Travelers Advisory in Effect for Latin America and Caribbean for Dengue Fever
We had planned to return to Virgin Gorda in the British Virgin Islands. Just after I had finalized our airline schedule and was trying to send our deposit to the resort on Virgin Gorda, my husband came across the article below. Needless to say, we cancelled both our reservation at the resort and our airline reservation. Travelers Advisories from the Center of Disease Control are not to be taken lightly. Here is the article.
Dengue fever spreads in L. America and Caribbean; officials plan crisis talksProvided by: Canadian Press
Written by: Michael Melia, THE ASSOCIATED PRESS
Sep. 29, 2007
SAN JUAN, Puerto Rico - Dengue fever is spreading across Latin America and the Caribbean in one of the worst outbreaks in decades, causing agonizing joint pain for hundreds of thousands of people and killing nearly 200 so far this year.
The mosquitoes that carry dengue are thriving in expanded urban slums scattered with water-collecting trash and old tires. Experts say dengue is approaching record levels this year as many countries enter their wettest months.
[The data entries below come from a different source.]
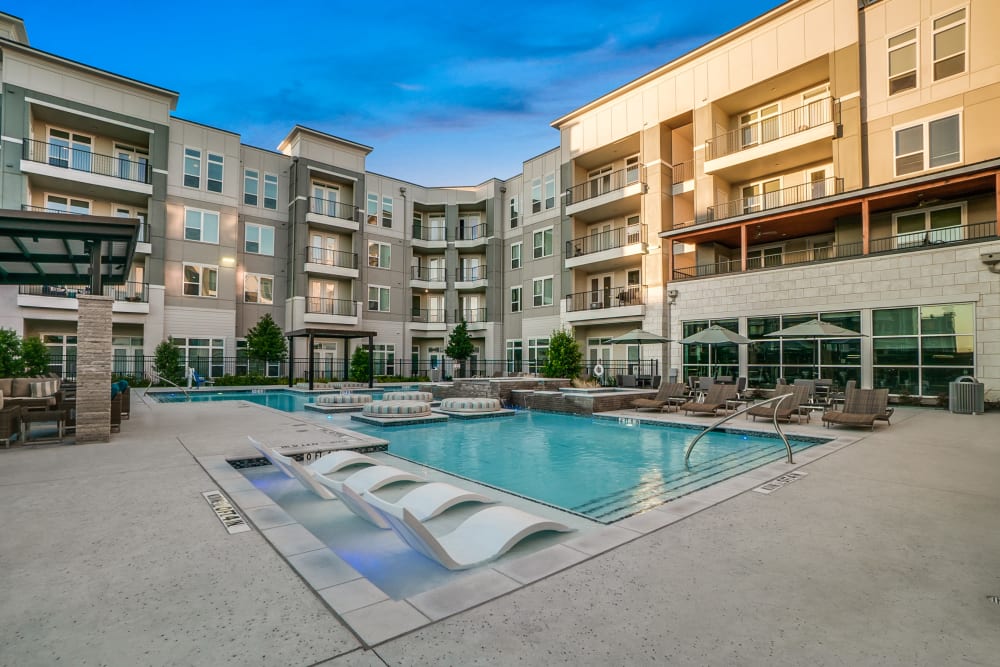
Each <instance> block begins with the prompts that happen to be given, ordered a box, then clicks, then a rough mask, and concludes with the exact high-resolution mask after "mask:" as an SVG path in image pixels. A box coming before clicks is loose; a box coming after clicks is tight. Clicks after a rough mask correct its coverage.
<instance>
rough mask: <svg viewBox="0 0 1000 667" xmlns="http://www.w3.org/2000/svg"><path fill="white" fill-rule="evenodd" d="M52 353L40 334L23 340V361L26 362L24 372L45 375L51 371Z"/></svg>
mask: <svg viewBox="0 0 1000 667" xmlns="http://www.w3.org/2000/svg"><path fill="white" fill-rule="evenodd" d="M51 360H52V355H50V354H49V348H47V347H45V343H43V342H42V339H41V338H39V337H38V336H29V337H28V338H25V339H24V340H22V341H21V362H22V363H23V364H24V374H25V375H28V376H32V375H44V374H45V373H48V372H49V362H50V361H51Z"/></svg>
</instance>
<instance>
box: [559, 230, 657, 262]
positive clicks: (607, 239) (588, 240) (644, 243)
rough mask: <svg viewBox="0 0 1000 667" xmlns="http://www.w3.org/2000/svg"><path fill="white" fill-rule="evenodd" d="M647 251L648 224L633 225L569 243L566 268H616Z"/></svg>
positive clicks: (569, 242)
mask: <svg viewBox="0 0 1000 667" xmlns="http://www.w3.org/2000/svg"><path fill="white" fill-rule="evenodd" d="M644 254H646V225H629V226H627V227H618V228H617V229H612V230H610V231H606V232H597V233H596V234H591V235H589V236H581V237H578V238H575V239H572V240H570V241H567V242H566V268H567V269H572V268H576V267H582V266H586V267H587V269H588V270H596V269H609V270H610V269H615V268H620V267H622V266H626V265H629V264H632V263H634V262H633V260H632V259H631V258H634V257H636V256H638V255H644Z"/></svg>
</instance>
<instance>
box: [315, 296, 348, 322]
mask: <svg viewBox="0 0 1000 667" xmlns="http://www.w3.org/2000/svg"><path fill="white" fill-rule="evenodd" d="M303 321H304V322H305V323H307V324H357V323H358V304H357V302H355V301H351V300H349V299H327V298H325V297H318V296H308V297H306V312H305V316H304V317H303Z"/></svg>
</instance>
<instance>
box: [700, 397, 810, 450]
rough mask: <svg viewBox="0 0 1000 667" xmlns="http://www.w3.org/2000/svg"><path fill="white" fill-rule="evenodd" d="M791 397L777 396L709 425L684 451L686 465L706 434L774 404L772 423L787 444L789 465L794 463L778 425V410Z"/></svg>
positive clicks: (784, 434) (778, 432)
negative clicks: (741, 415)
mask: <svg viewBox="0 0 1000 667" xmlns="http://www.w3.org/2000/svg"><path fill="white" fill-rule="evenodd" d="M790 396H791V394H782V395H781V396H775V397H774V398H769V399H767V400H766V401H761V402H760V403H756V404H754V405H748V406H746V407H745V408H742V409H741V410H737V411H736V412H734V413H732V414H731V415H726V416H725V417H723V418H722V419H720V420H718V421H716V422H713V423H712V424H709V426H708V428H706V429H705V430H704V431H702V432H701V433H699V434H698V435H696V436H695V438H694V440H692V441H691V442H690V443H688V446H687V449H685V450H684V465H688V459H689V458H690V457H691V450H692V449H694V446H695V444H696V443H697V442H698V441H699V440H701V438H702V436H704V435H705V434H706V433H708V432H709V431H711V430H712V429H714V428H715V427H716V426H720V425H722V424H725V423H726V422H727V421H729V420H730V419H732V418H733V417H738V416H739V415H742V414H744V413H746V412H747V411H748V410H750V408H755V407H757V406H760V405H766V404H767V403H774V415H773V418H772V420H771V421H772V423H773V424H774V430H775V431H777V432H778V435H779V436H780V437H781V440H782V441H783V442H784V443H785V450H786V451H787V452H788V463H794V461H792V446H791V445H790V444H788V438H786V437H785V434H784V433H783V432H782V431H781V427H780V426H779V425H778V408H779V407H781V403H782V401H784V400H785V399H786V398H789V397H790Z"/></svg>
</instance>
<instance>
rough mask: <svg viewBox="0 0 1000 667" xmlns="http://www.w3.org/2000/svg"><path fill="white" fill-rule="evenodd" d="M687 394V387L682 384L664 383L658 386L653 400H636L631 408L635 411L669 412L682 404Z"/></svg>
mask: <svg viewBox="0 0 1000 667" xmlns="http://www.w3.org/2000/svg"><path fill="white" fill-rule="evenodd" d="M687 393H688V389H687V385H686V384H684V383H683V382H666V383H664V384H662V385H660V390H659V391H658V392H656V397H655V398H637V399H635V400H634V401H632V407H633V408H635V409H636V410H663V409H668V410H669V409H670V408H671V407H674V408H676V407H677V406H678V405H680V404H681V403H683V402H684V400H685V397H686V396H687Z"/></svg>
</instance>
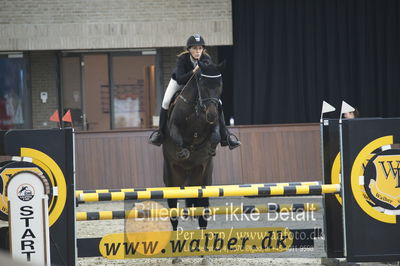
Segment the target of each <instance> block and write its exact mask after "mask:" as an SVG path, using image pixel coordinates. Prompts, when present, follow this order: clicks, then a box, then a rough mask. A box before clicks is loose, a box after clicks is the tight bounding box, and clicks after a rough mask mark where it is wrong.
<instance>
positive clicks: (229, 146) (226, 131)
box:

"If we do not slow it down, it will intensify and take a greater social and economic toll on these countries," said Dr. Jose Luis San Martin, head of anti-dengue efforts for the Pan American Health Organization, a regional public health agency.
The U.S. Centers for Disease Control and Prevention in Atlanta has posted advisories this year for people visiting Latin American and Caribbean destinations to use mosquito repellant and stay inside screened areas whenever possible.
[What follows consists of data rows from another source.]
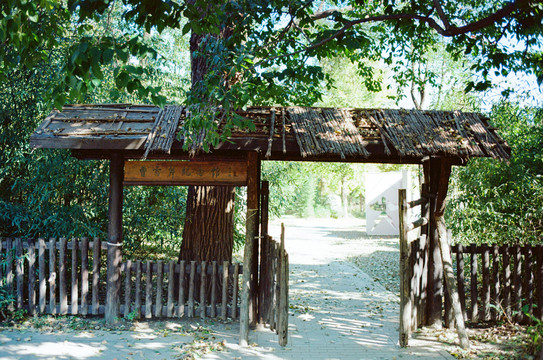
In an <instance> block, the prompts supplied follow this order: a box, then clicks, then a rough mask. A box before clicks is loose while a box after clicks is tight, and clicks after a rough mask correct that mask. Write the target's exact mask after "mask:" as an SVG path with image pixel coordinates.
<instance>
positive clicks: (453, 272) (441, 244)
mask: <svg viewBox="0 0 543 360" xmlns="http://www.w3.org/2000/svg"><path fill="white" fill-rule="evenodd" d="M440 215H442V214H440ZM436 220H437V225H438V234H439V236H438V241H439V249H440V251H441V257H442V263H443V271H444V274H445V281H446V282H447V289H448V290H449V291H448V295H449V300H450V302H451V305H452V309H453V311H454V319H455V321H456V329H457V331H458V338H459V340H460V346H461V347H462V349H468V348H469V339H468V334H467V332H466V327H465V325H464V315H463V314H462V307H461V306H460V300H459V297H458V291H457V289H456V282H455V280H454V271H453V267H452V258H451V252H450V247H449V243H448V241H447V228H446V226H445V219H444V218H443V216H438V217H437V219H436Z"/></svg>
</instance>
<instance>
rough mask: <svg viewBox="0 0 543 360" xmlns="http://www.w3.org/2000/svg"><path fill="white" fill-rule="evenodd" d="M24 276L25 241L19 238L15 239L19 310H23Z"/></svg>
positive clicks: (17, 308)
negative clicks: (19, 309)
mask: <svg viewBox="0 0 543 360" xmlns="http://www.w3.org/2000/svg"><path fill="white" fill-rule="evenodd" d="M24 274H25V273H24V257H23V239H21V238H17V239H15V281H16V286H17V288H16V301H17V302H16V304H17V309H22V308H23V290H24Z"/></svg>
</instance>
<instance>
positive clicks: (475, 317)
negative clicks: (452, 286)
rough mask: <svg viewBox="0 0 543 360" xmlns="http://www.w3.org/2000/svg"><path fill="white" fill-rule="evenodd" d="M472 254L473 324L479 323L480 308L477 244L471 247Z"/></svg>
mask: <svg viewBox="0 0 543 360" xmlns="http://www.w3.org/2000/svg"><path fill="white" fill-rule="evenodd" d="M470 252H471V267H470V270H471V277H470V285H471V288H470V296H471V322H473V323H477V322H478V321H479V307H478V304H477V297H478V296H477V252H476V246H475V244H471V245H470Z"/></svg>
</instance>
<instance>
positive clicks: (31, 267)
mask: <svg viewBox="0 0 543 360" xmlns="http://www.w3.org/2000/svg"><path fill="white" fill-rule="evenodd" d="M35 246H36V243H35V241H34V239H28V306H29V311H30V314H32V315H35V314H36V247H35Z"/></svg>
"The danger is that the doctors at home don't recognize the dengue," said Dr. Wellington Sun, the chief of the CDC's dengue branch in San Juan. "The doctors need to raise their level of suspicion for any traveler who returns with a fever."
Dengue has already damaged the economies of countries across the region by driving away tourists, according to a document prepared for a PAHO conference beginning Monday in Washington.
Some countries have focused mosquito eradication efforts on areas popular with tourists. Mexico sent hundreds of workers to the resorts of Puerto Vallarta, Cancun and Acapulco this year to try to avert outbreaks.
Health ministers from across the region meet at the PAHO conference and San Martin said he will urge them to devote more resources to dengue fever.
The tropical virus was once thought to have been nearly eliminated from Latin America, but it has steadily gained strength since the early 1980s. Now, officials fear it could emerge as a pandemic similar to one that became a leading killer of children in Southeast Asia following the Second World War.
Officials say the virus is likely to grow deadlier in part because tourism and migration are circulating four different strains across the region. A person exposed to one strain may develop immunity to that strain - but subsequent exposure to another strain makes it more likely the person will develop the hemorrhagic form.
"The main concern is what's happening in the Americas will recapitulate what has happened in Southeast Asia, and we will start seeing more and more severe types of cases of dengue as time progresses," Sun said.
The disease - known as "bonebreak fever" because of the pain - can incapacitate patients for as long as a week with flu-like symptoms. A deadly hemorrhagic form, which also causes internal and external bleeding, accounts for less than five per cent of cases but has shown signs of growing.